Обратно в городок папа мешок картошки от дедушки везет. И банки с огурцами солёными и капустой. На моих санках. А я тоже на санках хочу, потому что – в горку, и идти неудобно. Взрослым-то хорошо, они вон, оденутся себе, как хотят. Пальто, сапоги модные…И идут в горочку легко. А тебе тут и валенки с галошами, и три кофты напялены, и шуба каракулевая на вырост в ногах путается. Платок из-под шапки на глаза лезет. Никакого удобства же! Мой папа добрый. Он меня всегда на санки сажает, если я долго очень ною. На санках – здорово. Мешок с картошкой неудобный, конечно. Зато я банки придерживаю, чтобы не упали вдруг. А мама моя – вот барыня какая – ничего не делает. Просто так себе идет, гуляет. Даже папе не поможет никогда.

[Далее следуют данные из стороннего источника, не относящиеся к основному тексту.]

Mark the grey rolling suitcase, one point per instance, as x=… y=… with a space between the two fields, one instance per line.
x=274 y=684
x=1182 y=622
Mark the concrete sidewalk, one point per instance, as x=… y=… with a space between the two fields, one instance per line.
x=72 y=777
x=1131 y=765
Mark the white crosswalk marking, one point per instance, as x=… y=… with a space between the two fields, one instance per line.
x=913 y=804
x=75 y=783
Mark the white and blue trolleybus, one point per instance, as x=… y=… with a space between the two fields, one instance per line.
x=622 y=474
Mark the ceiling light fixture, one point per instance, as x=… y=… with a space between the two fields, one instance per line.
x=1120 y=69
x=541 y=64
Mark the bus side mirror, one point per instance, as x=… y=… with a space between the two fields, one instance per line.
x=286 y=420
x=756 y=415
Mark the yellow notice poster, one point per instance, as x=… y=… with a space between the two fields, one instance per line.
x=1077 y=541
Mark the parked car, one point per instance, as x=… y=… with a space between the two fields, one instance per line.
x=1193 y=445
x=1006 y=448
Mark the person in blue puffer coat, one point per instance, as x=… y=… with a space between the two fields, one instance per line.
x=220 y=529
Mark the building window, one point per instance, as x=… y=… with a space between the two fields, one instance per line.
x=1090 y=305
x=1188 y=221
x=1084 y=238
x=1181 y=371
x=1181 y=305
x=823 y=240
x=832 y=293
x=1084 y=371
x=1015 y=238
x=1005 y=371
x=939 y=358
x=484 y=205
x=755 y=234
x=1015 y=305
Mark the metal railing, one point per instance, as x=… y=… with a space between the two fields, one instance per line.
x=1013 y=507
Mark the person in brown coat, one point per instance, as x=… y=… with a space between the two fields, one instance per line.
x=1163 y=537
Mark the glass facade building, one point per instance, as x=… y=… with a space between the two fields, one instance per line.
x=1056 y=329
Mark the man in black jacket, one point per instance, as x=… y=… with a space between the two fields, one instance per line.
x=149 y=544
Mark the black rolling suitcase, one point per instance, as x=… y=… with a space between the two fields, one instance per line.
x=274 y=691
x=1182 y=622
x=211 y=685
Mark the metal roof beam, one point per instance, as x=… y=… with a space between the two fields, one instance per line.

Однажды зимой мы по речке замерзшей гуляли. Из маминой деревни в Академгородок пешком возвращались. И по речке прямо шли. Подо льдом водоросли видно, и воду с белыми пузырьками. Красиво очень. Только мама зачем-то начала каблуками своими по льду стучать. И лед гудеть начал страшно. И трещать даже. Я быстрее на берег убежала. На всякий случай, мало ли, что. Зачем мама каблуками стучала? Не пойду больше по речке гулять.
Но больше всего, конечно, я весну люблю. Потому что лужа большая около дома появляется, и там – камешки разноцветные всегда. Я куртку легкую надеваю, оранжевую, блестящую, и камешки в карманы собираю. Очень люблю камешки собирать. И одеваться тепло не надо.
И лето тоже люблю очень. Меня летом раньше из садика забирают. Мы после сна выходим на участок гулять – а уже и «Запорожец» дяди Ванин стоит, и папа идет за мной на веранду. И мне радостно. Никого на машине из садика не забирают, все рядом живут. А меня – забирают. Я, конечно, тоже рядом живу. Но мы по важным делам едем. Мы в Пучково едем, маму с работы встречать, из военной части. Мама сначала на служебном автобусе из части едет. Только автобус этот до микрорайона идет, где фабрика. А маме в научную часть надо. Мы на Солнечной теперь живем, в квартире новой, трехкомнатной. Далеко. А на фабрике институтов нет, только дома деревянные, и мужчины нетрезвые ходят. Поэтому мы маму на машине встречаем, чтобы она по фабрике одна не ходила. Так, на всякий случай встречаем, мало ли, что.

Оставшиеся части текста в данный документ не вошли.